El gran filósofo germano Peter Sloterdijk nos habla de un colectivo que se viste como para una cena de suicidas. Desde luego no le falta razón. La moda en el vestuario denota un estado demencial en los individuos que la exhiben. Me pregunto, desde hace algún tiempo, por o para qué se tiñe una persona, al margen de su edad, el cabello de verde vejiga, azul prusiano o rosa carne.

Siempre buscando un porqué para todas estas «exóticas» manifestaciones (que inevitablemente repercuten en los comportamientos colectivos), observo una constante invariable que debe ser calificada de trágica: una completa y lamentable ausencia de los valores artísticos.
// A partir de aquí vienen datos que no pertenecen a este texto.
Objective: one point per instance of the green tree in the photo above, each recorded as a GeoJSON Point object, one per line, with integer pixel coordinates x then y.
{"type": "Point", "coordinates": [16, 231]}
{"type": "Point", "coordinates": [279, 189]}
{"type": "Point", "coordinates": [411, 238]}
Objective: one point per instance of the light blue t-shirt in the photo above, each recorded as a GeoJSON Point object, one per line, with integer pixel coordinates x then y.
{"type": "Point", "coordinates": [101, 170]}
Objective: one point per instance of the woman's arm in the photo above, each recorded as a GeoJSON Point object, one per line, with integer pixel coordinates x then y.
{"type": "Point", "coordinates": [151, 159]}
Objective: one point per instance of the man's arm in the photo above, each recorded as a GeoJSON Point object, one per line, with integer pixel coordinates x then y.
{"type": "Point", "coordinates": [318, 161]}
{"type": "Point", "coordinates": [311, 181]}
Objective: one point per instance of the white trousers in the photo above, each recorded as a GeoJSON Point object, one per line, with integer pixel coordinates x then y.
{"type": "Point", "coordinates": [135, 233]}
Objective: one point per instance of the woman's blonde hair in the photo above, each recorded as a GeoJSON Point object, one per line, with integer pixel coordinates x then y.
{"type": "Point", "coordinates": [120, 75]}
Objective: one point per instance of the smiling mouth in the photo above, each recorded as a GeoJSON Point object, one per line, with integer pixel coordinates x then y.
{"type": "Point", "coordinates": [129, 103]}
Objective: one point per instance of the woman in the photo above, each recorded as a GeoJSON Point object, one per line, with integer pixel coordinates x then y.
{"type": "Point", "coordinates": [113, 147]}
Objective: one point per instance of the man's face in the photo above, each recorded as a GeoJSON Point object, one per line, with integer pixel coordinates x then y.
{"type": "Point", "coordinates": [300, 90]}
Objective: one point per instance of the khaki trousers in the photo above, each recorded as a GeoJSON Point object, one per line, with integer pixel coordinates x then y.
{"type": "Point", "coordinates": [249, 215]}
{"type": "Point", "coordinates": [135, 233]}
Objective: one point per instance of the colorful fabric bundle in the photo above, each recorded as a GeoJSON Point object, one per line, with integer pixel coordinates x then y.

La arquitectura se ha limitado a la construcción de viviendas; pocas veces se concibe un puente o una carretera, y mucho menos se alza un monumento. ¿Dónde está la danza? De hecho ya ni se baila, o llaman «baile» a una serie aleatoria de movimientos histéricos, o más que eso, sin el menor fundamento ni coherencia. La escultura denota una estupidez fruto de esa histeria ya mencionada, aunque para alivio de penas siempre hay alguna honrosa excepción. Respecto a la música (Napoleón estaba muy en lo cierto) cabe hablar de ruidos, percusión estridente y acordes estereotipados para, incomprensiblemente, amenizar las farras o saraos de los jóvenes. ¿Pintura? Con patética deformación, hasta el posible mirar manchas absurdas en soportes como el lienzo o las paredes. Llegados a la literatura (poesía, narrativa y dramaturgia) no estamos ni mucho menos en los mejores momentos de tal arte, aunque hay un resurgir ciertamente tímido de la misma.
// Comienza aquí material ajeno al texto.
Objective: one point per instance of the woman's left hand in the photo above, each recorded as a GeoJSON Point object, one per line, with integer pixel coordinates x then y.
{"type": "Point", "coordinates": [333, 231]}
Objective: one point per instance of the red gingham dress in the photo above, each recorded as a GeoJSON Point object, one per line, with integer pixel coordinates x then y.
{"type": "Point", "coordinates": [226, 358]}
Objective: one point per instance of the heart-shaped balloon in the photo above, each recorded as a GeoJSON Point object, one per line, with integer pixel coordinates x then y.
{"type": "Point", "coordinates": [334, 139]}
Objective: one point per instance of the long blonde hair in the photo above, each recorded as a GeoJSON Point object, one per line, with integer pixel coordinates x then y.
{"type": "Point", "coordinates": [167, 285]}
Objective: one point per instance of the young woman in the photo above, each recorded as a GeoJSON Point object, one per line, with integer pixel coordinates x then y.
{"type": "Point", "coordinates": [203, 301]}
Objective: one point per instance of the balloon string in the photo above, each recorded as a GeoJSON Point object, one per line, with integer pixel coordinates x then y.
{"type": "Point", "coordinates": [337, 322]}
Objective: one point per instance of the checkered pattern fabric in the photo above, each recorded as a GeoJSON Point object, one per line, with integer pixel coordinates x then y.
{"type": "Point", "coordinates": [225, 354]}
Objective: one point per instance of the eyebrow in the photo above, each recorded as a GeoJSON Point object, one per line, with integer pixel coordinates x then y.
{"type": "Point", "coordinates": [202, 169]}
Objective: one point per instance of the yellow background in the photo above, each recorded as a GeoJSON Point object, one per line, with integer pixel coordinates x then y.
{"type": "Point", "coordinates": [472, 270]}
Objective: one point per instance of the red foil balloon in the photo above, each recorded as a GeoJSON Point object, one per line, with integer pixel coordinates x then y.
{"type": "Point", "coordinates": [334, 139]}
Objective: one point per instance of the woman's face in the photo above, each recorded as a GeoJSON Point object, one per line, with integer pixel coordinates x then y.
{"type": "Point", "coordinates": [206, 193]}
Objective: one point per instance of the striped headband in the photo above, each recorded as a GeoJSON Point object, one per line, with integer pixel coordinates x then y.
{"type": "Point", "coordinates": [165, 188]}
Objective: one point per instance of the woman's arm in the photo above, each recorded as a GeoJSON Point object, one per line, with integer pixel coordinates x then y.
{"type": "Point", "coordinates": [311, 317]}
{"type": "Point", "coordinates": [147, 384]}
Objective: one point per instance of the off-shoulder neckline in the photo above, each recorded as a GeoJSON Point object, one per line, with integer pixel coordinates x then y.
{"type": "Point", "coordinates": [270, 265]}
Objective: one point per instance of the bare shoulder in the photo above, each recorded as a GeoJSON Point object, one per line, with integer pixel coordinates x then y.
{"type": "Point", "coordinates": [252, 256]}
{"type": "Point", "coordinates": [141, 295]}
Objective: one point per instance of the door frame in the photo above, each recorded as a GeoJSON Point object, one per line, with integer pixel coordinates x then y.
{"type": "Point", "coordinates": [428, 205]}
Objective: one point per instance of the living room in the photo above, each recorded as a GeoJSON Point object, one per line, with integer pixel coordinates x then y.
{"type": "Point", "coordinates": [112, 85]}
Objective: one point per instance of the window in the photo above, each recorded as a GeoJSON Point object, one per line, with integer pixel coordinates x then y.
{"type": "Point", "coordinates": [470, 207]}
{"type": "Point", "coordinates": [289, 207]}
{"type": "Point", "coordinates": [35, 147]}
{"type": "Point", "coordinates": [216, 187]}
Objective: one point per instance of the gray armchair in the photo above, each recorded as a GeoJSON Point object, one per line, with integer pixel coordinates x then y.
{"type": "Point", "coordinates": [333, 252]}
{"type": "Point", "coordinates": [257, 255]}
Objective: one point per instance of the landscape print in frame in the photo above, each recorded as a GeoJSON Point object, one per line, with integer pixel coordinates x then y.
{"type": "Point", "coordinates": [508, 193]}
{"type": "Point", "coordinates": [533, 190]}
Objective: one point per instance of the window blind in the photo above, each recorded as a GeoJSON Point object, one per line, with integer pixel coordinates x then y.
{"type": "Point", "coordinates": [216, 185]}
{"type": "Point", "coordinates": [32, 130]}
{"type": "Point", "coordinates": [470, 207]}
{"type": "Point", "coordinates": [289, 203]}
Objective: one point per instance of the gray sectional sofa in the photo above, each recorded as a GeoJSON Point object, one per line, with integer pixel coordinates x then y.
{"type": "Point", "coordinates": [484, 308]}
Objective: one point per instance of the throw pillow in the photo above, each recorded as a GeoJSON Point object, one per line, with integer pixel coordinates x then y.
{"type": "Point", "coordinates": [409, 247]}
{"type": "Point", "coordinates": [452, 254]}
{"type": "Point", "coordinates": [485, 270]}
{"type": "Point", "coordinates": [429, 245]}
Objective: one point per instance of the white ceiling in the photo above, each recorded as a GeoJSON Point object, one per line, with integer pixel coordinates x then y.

Y así, ignorando nuestro ayer para desconocer este presente mientras aguardamos una especie de divino futuro, los museos son visitados por un grupo de personas que más empujados por la curiosidad o el aburrimiento se llegan, y con prisas, para desfilar ante las obras de Goya, Velázquez, Zurbarán, El Greco y El Bosco.

Ignorando y hasta desdeñando el arte de nuestros predecesores, nos vemos embutidos en un contexto social histórico donde sólo impera la incoherencia y el más lamentable sendero a la vacuidad. Este vacío de ideas, emociones y sensaciones, nos está pasando factura a un ritmo frenético, empujándonos a la incurable demencia que simplemente nos asfixia en nuestro propio afán de superación.

El arte es una necesidad, no el lujo que muchos insensatos han promulgado al respecto hablando de que ya no está de moda o resulta superfluo. Los valores humanos se miden por la capacidad de aprender y valorar las grandes, inmensas sensaciones que el arte nos aporta. Sin conocer esos sensibles valores del ayer, nuestro presente sólo es un páramo sin rumbo ni concierto, un frenopático donde cada vez hay más gente abatida y sin esperanzas.